On Acceptance Criteria

Notes on writing good acceptance criteria: I have found this article Patterns of effective acceptance criteria useful in understanding how best to write good acceptance criteria.

Why do we write acceptance criteria : Acceptance Criteria are a way of capturing the expected behaviour of the system, written in such a way that we can easily test to see if they have been met. So we have a couple of main motivations -

  • Capturing expected behaviour: Given that the acceptance criteria are (largely) written before development starts; and because they capture expected system behaviour, they should form part of the business sign-off of the story.
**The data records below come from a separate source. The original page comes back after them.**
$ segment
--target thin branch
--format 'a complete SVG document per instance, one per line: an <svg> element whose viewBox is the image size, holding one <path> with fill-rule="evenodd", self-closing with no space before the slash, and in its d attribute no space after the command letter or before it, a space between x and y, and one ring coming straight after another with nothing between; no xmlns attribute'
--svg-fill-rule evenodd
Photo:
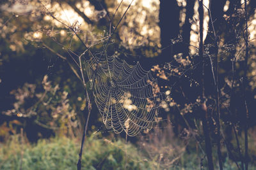
<svg viewBox="0 0 256 170"><path fill-rule="evenodd" d="M245 125L244 125L244 150L245 150L245 169L248 169L248 118L249 118L249 110L248 107L248 103L246 101L246 87L248 87L248 80L247 80L247 70L248 70L248 60L249 57L249 48L248 48L248 20L247 20L247 1L244 1L244 10L245 10L245 24L246 24L246 32L244 35L245 41L245 60L244 66L244 75L242 80L242 88L244 94L244 106L245 106Z"/></svg>
<svg viewBox="0 0 256 170"><path fill-rule="evenodd" d="M219 166L220 169L223 170L223 167L222 164L222 156L221 152L221 137L220 137L220 89L219 89L219 82L218 82L218 69L219 69L219 63L218 63L218 53L219 52L219 46L218 44L218 38L215 31L214 25L213 24L212 17L211 11L211 1L210 0L209 8L208 9L208 13L210 17L211 23L212 25L213 33L214 35L214 48L215 48L215 75L214 72L212 71L212 76L214 78L214 81L215 83L215 101L216 101L216 124L217 124L217 146L218 146L218 158L219 160ZM211 58L211 57L210 57ZM212 64L212 63L211 63Z"/></svg>
<svg viewBox="0 0 256 170"><path fill-rule="evenodd" d="M204 88L204 69L205 63L204 57L204 42L203 42L203 24L204 24L204 6L203 0L199 1L199 27L200 27L200 44L199 44L199 57L202 60L202 64L200 66L200 71L202 73L200 78L200 87L201 87L201 101L200 101L200 114L203 124L204 135L205 137L205 151L208 160L208 167L209 170L213 170L214 166L212 162L212 145L210 138L209 131L208 129L208 115L207 115L207 106L206 106L205 96L205 88Z"/></svg>

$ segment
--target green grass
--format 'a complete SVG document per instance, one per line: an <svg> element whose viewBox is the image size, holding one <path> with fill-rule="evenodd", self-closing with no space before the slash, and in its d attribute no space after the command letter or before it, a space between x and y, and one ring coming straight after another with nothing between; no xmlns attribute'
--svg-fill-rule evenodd
<svg viewBox="0 0 256 170"><path fill-rule="evenodd" d="M41 139L36 144L21 145L18 136L12 136L5 143L0 143L0 169L76 169L80 141L66 137ZM193 144L191 144L193 145ZM207 169L206 158L195 148L184 153L169 167L159 164L159 159L147 157L145 151L122 139L113 141L92 135L85 143L82 169ZM144 155L143 154L144 153ZM215 167L218 157L214 154ZM226 159L224 169L237 169L233 161ZM249 169L256 169L250 165Z"/></svg>
<svg viewBox="0 0 256 170"><path fill-rule="evenodd" d="M78 141L65 137L22 146L13 136L6 144L0 144L0 169L20 169L22 150L22 169L76 169L79 149ZM82 169L149 169L132 145L95 136L88 138L82 161Z"/></svg>

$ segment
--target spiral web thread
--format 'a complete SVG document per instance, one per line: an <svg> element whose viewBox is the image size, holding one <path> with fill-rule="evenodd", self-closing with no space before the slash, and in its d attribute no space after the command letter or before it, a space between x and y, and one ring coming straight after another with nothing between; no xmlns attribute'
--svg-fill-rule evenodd
<svg viewBox="0 0 256 170"><path fill-rule="evenodd" d="M150 130L164 99L157 79L138 62L132 66L115 56L95 57L83 60L91 87L98 61L93 96L106 128L130 136Z"/></svg>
With this in mind they should be written in such a way that a business person can read and understand them
  • Enable Testing : The Acceptance Criteria of the story will ultimately be used to determine when the story is done. In order to be complete all the behaviours documented in the criteria must be met so they should be clear enough to explain to a user what steps to take to ensure that the criteria are met and also unambiguous enough that anyone testing them can clearly see if their testing succeeds or fails
  • Improve developer understanding : Acceptance criteria helps facilitate better developer understanding

Similarity between automated testing steps & acceptance criteria

  • Setup / Given tells us the prerequisites (what needs to be setup / done before we start this test?) – this will be the setup phase of automated testing
  • Perform the required action / When tells us the action that needs to happen in order to trigger the outcomes that we are testing for – this will be the action that the test needs to perform
  • Validate the results / Then tells us what to expect when the action is performed – this is the validation step of the automated test
  • Teardown will then clean up any persistent setup to ensure that the test can be run repeatedly without any adverse impacts

Patterns to write good acceptance criteria

  • Readable : “Does this acceptance criteria read well? Is it clearly understandable?” Can the business read and sign-off on it ?
  • Testable : “Can I easily test the results laid out in the acceptance criteria?”. 2 anti-patters are
    • use of vague statements
    • use of a non-system outcome ( can i write an assert statement in my automated test ? )
  • Implmentation agnostic : “Does the acceptance criteria drive the developers down a particular implementation route?” If the acceptance criteria specifies implementation detail then re-write it to remove the implementation and make it agnostic. Do this by focusing on the functionality rather than the form of the outcome
  • Actionable when statement : “Can I automate the when statement?”. The symptoms for the anti-pattern often contain the real action in the Given statement instead of moving it to the When clause
  • Strong Verb Usage : Avoid should etc. “Is the language used deterministic?”
  • Keep the criteria specific to the story : Try to ensure that the When portions of the criteria are specific to the story that is being developed
  • tell a story - Does the acceptance criteria walk the user through the scenario?